母系社会のクホ族は、結婚において女性が主体的です。現在、結婚に関するクホ族の習慣はほとんど従来のまま保たれていますが、現代生活にふさわしい変貌を見せています。
結婚において女性が主体的という特徴は、「夫を捕まえる」という習慣に示されます。この習慣では、女性が、「好きな男性を捕まえたい」と両親に伝えると、両親は媒酌人に頼み、その男性の家族と話し合ってもらいます。
もし、男性の家族が同意したら、女性の家族と男性の家族は結納式と結婚式の日時、及び、持参金について話し合います。それに対し、男性がその女性に捕まえられたくなかったら、男性の家族は、女性の家族が応えられないほどの高額な持参金を求めます。
クホ族の女性たち
クホ族は、男性の力は家族の財産で、男性の家族は高額の持参金を求める権利があると考えるのです。女性の家族は男性の家族の要求に応えなければなりません。男性が健康であればであるほど、男性の家族の要求が大きくなり、女性の家族にとって大きな負担になります。
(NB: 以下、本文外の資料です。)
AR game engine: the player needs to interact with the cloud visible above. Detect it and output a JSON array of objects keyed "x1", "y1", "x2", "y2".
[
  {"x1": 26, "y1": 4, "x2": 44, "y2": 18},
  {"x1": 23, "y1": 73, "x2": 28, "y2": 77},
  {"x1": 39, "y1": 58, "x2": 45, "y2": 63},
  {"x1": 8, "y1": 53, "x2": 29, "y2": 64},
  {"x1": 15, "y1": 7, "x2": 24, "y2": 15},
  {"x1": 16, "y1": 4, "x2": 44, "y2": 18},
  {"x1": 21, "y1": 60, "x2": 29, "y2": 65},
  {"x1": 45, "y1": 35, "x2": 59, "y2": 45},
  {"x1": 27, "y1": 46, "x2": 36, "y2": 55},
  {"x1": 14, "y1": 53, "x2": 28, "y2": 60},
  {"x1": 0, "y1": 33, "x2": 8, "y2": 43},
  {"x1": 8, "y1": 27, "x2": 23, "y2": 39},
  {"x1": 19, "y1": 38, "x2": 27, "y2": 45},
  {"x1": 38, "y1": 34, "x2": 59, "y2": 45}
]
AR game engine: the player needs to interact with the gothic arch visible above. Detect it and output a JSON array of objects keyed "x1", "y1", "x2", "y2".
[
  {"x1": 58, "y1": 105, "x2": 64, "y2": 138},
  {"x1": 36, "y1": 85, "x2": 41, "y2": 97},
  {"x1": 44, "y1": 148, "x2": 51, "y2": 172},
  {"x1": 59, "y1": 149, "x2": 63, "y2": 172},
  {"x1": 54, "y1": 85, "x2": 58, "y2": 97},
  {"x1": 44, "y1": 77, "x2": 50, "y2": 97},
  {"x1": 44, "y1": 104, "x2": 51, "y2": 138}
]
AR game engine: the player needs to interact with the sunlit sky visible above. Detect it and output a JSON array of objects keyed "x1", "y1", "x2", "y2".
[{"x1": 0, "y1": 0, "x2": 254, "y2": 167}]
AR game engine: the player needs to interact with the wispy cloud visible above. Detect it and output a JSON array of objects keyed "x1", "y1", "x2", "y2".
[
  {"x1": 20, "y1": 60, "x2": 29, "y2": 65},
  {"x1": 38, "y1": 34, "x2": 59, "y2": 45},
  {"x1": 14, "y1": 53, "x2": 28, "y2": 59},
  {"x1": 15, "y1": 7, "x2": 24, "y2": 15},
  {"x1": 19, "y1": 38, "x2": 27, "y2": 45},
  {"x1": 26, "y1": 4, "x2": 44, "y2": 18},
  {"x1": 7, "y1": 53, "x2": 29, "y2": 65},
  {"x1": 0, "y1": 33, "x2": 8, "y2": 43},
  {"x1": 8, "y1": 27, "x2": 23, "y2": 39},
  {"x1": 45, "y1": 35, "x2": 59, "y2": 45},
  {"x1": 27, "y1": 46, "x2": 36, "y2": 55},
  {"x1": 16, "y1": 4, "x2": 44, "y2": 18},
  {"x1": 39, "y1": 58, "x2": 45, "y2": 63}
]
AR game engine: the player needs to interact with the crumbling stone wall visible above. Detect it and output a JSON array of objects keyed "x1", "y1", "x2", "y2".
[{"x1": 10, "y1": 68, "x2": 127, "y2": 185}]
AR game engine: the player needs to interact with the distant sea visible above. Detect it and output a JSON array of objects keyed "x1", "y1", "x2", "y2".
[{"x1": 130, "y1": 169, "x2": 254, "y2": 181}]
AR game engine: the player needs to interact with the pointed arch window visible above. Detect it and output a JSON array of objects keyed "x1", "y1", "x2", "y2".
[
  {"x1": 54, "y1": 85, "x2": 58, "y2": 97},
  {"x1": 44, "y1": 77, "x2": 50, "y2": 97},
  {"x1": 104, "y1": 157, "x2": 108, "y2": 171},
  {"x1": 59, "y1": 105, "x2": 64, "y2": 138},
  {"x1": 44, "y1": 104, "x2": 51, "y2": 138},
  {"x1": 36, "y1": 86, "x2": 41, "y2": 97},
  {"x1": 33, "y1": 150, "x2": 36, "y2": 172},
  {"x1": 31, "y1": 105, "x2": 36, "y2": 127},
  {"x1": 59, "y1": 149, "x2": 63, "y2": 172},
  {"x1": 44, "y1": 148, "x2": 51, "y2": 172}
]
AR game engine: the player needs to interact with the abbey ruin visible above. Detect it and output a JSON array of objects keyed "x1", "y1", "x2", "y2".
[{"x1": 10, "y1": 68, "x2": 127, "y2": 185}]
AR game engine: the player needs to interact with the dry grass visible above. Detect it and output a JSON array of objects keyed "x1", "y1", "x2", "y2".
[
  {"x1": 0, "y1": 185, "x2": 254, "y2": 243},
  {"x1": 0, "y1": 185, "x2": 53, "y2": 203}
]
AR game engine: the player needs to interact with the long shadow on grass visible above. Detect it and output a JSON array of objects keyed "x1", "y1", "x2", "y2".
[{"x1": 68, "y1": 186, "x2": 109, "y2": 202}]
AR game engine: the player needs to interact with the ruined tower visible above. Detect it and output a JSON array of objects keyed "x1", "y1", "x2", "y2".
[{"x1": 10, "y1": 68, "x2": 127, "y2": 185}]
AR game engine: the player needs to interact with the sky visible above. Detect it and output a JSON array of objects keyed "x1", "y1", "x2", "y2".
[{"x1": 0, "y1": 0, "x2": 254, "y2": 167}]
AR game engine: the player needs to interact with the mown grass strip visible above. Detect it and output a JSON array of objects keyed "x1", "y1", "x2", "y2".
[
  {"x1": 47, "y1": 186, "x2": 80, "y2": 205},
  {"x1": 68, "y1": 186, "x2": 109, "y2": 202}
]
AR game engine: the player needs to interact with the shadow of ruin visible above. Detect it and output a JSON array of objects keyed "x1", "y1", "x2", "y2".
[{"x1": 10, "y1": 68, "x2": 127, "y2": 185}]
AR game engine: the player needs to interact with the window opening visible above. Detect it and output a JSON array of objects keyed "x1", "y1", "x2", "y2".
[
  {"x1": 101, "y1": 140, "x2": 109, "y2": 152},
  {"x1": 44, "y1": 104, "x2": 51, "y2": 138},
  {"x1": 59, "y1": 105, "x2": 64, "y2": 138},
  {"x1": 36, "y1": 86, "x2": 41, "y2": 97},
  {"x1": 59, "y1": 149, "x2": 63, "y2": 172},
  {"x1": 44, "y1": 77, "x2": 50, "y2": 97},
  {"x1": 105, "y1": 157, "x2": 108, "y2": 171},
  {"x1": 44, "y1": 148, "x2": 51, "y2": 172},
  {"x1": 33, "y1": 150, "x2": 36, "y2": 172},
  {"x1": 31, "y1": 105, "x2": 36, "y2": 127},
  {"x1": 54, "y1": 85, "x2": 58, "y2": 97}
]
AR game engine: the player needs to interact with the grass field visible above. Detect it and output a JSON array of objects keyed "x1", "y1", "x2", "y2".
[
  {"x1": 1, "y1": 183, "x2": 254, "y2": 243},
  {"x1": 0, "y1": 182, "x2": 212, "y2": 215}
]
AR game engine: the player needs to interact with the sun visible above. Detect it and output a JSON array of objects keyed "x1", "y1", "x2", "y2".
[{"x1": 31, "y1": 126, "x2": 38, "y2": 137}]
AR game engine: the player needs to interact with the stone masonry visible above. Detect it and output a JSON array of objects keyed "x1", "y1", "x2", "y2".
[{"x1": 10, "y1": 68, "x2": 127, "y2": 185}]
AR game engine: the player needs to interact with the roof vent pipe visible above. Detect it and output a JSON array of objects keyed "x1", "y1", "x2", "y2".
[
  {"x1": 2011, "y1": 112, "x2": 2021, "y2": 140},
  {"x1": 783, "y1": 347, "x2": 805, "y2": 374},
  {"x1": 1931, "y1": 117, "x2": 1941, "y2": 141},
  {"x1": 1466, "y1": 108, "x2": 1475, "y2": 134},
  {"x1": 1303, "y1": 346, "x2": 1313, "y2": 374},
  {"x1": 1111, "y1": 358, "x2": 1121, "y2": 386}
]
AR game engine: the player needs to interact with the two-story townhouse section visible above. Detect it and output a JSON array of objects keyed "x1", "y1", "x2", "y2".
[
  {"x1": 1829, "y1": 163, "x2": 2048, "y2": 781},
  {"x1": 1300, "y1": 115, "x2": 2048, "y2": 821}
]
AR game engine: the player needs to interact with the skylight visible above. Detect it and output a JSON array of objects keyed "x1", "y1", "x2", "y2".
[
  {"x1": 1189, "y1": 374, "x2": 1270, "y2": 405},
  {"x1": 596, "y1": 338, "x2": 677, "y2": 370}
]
かつては、クホ族にとって大きな財産である水牛やドラ(銅鑼)セットなどを持参品にしたことがありますが、現在は、適当なお金のほか、鶏やお酒などを求めるのが一般的です。クホ族の一人クナムさんは次のように話しています。
(テープ)
「かつては、女性は持参金がある限り、結婚できる。そうじゃないと、結婚できない人もいましたが、今でも持参金を求める習慣が残っています。いい男性だったら、5千万ベトナムドン(日本円で約23万円)を求めることがありますが、3千万ベトナムドン(日本円で約14万円)を求めるのが一般的です。」
女性の家族が男性の家族の要求に応じれば、結婚式の日に、男性の家族へ持参金と持参品を持っていきます。花婿の家族は、その持参金と持参品を祭壇に置いて、先祖に告げる儀式を行います。儀式の後、花嫁の家族は家へ花婿を迎え、結婚式を行います。村長は花嫁の家族の祭壇の前で、新夫婦の幸せな生活を祈る儀式を催します。その後、村人は歌ったり、踊ったりするなど婚姻の宴を楽しみます。
結婚後、花婿は女性の家庭に住むようになります。かつて、結婚式の日に、花嫁の家族が、花婿の家族に求められた持参金を十分に用意することができなければ、花嫁は、持参金を十分に出すまで花婿の家に住まなければなりませんでした。しかし、現在は、そのような習慣は緩和されましたが、クホ族の社会は依然として母系社会ですから、子どもは母親の苗字を持ちます。そして、家族の財産を相続するのは娘だけです。クホ族の一人クジャンさんは次のように話しています。
(テープ)
「現在、クホ族の人々はほかの民族から良い習慣を学びました。女性の家族は男性の家族へ持参金と持参品を持っていくという習慣は維持されていますが、どうしても持参金と持参品を十分に用意しなければならないというわけではありません。二人がお互いに愛情を持っているだけでいいんです。もし、女性の家族が十分に用意しなければ、男性の家族は手伝うというケースが多いです。ただ、女性が主体的であるという特色は守られています。」
そして、クホ族は、今もなお、結婚生活を守るため、昔から伝わってきた厳しい掟を保っています。例えば、浮気や近親相姦、理由なしの離婚などは罰を受けます。罰が軽い場合、水牛やお酒を村に納めるのに対し、重ければ、コミュニティーから離れなければならないこともあります。それは、クホ族の社会を支える柱とされています。